Whether you slurp it, gulp it or guzzle it down, cows have nothing to do with it. An average cow produces about 2,320 gallons of unadulterated milk per year. It then gets pasteurized, bottled and shipped. It can also get homogenized and fortified. Pasteurization, which exposes it to temperatures below boiling, changes the milk’s chemistry, depletes vitamins and minerals and, many argue, takes out some of its moo moo flavor. But by “going raw,” according to opponents, you don’t do yourself any favors. In fact, that’s an open invitation to Salmonella, E. coli and Listeria, bacteria that contribute to the 78 million cases of food poisoning in the U.S. each year. Think again, say the pro-raw drinkers. In reality pasteurization destabilizes the natural chemical balance of the milk and makes it even more prone to bacterial invasions during bottling and handling. Take that, say the pro-pasteurizers: you don’t know what you’re talking about.

Fact Check

According to the CDC from 1998 through 2011 “148 outbreaks due to consumption of raw milk or raw milk products … resulted in 2,384 illnesses …”

The FDA states that “Pasteurization is a process that kills harmful bacteria by heating milk to a specific temperature for a set period of time … Research shows no meaningful difference in the nutritional values of pasteurized and unpasteurized milk.”

The FDA states that some people who consume raw milk or raw milk products “can develop symptoms that are chronic, severe, or even life-threatening.”

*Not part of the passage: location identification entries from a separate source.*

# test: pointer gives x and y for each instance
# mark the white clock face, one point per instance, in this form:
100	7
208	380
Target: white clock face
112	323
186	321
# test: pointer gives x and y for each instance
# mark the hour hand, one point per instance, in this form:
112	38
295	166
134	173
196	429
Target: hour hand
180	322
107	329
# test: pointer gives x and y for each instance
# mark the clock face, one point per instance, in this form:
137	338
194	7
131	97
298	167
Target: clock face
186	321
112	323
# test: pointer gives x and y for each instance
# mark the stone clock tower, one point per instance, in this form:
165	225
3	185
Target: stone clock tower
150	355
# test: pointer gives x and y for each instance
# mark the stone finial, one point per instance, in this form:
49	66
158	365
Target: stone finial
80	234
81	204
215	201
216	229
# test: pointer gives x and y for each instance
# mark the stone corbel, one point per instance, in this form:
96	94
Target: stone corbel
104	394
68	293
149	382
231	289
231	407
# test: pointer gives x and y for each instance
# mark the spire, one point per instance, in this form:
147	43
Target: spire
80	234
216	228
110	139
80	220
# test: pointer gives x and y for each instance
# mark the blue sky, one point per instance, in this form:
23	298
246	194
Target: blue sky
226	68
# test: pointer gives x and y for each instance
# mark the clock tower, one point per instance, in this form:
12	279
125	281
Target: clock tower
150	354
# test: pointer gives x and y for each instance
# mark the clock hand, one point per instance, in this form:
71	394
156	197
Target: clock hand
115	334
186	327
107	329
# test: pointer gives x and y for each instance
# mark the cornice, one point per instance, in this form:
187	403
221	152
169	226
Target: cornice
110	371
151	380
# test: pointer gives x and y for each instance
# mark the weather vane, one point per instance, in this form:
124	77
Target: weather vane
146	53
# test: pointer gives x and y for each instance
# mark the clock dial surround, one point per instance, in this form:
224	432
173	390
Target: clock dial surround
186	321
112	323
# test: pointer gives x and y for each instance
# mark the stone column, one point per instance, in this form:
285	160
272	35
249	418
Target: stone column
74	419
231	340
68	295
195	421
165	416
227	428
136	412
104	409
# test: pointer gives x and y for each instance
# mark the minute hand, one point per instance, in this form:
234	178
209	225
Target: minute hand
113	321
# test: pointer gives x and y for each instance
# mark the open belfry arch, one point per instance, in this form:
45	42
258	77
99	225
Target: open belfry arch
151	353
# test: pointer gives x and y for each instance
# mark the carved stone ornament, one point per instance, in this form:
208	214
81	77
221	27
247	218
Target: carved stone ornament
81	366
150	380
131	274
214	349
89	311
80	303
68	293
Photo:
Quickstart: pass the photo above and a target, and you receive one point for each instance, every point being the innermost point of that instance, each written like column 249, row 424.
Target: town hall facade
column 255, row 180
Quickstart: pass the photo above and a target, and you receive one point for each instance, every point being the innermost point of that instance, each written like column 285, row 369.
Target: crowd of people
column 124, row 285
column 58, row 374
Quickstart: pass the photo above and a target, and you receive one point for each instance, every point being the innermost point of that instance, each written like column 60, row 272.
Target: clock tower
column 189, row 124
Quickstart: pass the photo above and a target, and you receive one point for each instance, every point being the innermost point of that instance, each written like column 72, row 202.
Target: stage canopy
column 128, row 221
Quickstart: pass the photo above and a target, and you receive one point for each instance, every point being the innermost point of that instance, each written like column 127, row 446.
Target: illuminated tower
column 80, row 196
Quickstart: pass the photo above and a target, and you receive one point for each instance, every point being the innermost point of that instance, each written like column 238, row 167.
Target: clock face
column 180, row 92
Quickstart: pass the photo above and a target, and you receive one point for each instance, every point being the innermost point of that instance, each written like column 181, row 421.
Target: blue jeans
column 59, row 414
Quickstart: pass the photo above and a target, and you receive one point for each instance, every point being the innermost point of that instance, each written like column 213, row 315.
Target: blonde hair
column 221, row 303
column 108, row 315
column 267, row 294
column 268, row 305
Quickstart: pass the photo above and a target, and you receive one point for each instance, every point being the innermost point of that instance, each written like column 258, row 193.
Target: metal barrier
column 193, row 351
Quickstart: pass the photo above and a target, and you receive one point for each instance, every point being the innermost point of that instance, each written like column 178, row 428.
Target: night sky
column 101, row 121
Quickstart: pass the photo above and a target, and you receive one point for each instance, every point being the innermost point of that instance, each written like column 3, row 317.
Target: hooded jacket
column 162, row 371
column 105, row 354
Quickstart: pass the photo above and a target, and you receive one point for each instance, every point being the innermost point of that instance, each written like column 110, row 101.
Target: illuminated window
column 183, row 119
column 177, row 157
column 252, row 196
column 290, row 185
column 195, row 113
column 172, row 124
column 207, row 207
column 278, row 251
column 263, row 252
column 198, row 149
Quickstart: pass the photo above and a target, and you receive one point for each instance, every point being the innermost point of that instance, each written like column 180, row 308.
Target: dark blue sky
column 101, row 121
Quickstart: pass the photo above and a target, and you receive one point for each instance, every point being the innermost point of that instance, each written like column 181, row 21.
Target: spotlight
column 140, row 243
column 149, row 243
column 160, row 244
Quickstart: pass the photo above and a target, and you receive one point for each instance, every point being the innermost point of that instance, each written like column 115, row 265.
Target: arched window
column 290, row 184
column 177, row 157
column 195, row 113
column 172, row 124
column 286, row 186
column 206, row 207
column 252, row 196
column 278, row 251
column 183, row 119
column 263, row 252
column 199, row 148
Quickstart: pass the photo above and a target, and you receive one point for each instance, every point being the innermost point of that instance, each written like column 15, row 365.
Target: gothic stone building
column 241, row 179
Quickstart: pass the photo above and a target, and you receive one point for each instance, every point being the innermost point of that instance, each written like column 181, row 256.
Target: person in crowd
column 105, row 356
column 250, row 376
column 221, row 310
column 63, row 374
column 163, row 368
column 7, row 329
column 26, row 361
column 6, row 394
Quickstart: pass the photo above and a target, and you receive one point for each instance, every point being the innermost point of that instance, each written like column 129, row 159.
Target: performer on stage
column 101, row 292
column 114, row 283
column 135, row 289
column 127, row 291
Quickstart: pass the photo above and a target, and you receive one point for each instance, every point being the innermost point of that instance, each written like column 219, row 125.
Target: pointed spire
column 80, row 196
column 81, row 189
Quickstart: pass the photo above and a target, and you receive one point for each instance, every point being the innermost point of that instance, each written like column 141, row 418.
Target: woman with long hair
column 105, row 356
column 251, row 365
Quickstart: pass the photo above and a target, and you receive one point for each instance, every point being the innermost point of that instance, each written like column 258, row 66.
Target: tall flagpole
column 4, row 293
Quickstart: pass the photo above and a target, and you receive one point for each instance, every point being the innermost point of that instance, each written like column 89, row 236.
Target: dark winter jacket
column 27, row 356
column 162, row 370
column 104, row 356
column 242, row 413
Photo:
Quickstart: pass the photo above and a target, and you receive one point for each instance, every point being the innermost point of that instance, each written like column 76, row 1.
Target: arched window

In 2008 several neighborhoods in Brooklyn, Queens and Manhattan revealed their love of raw milk when six state troopers confronted a Mennonite farmer from Pennsylvania, Mark Nolt, for peddling the contraband. Because he was a farmer with wholesale produce and because he contracted with his New York customers privately, he believed he could fly beneath the legal radar. But apparently the drop-off points he’d arranged throughout the city in defiance of state law were enough to provoke a raid on his premises, a confiscation of his goods and his arrest.

Fact Check

The FDA issues a press release on June 28, 2009 stating that Plainview Milk Products Cooperative was recalling nonfat dried milk, whey protein and other products due to a possible outbreak of Salmonella. As a large conventional supplier of milk products, the instant nonfat dry milk labels and brands that were recalled included America’s Choice, Pathmark, Stop & Shop, Giant, Food Lion, Saco, Laura Lynn, White Rose, Foodtown, Hannaford, Key Foods, Krasdale, Weis, Great Value, Best Yet, Big Y, Food Club, Meijer and Sturm Village Farm.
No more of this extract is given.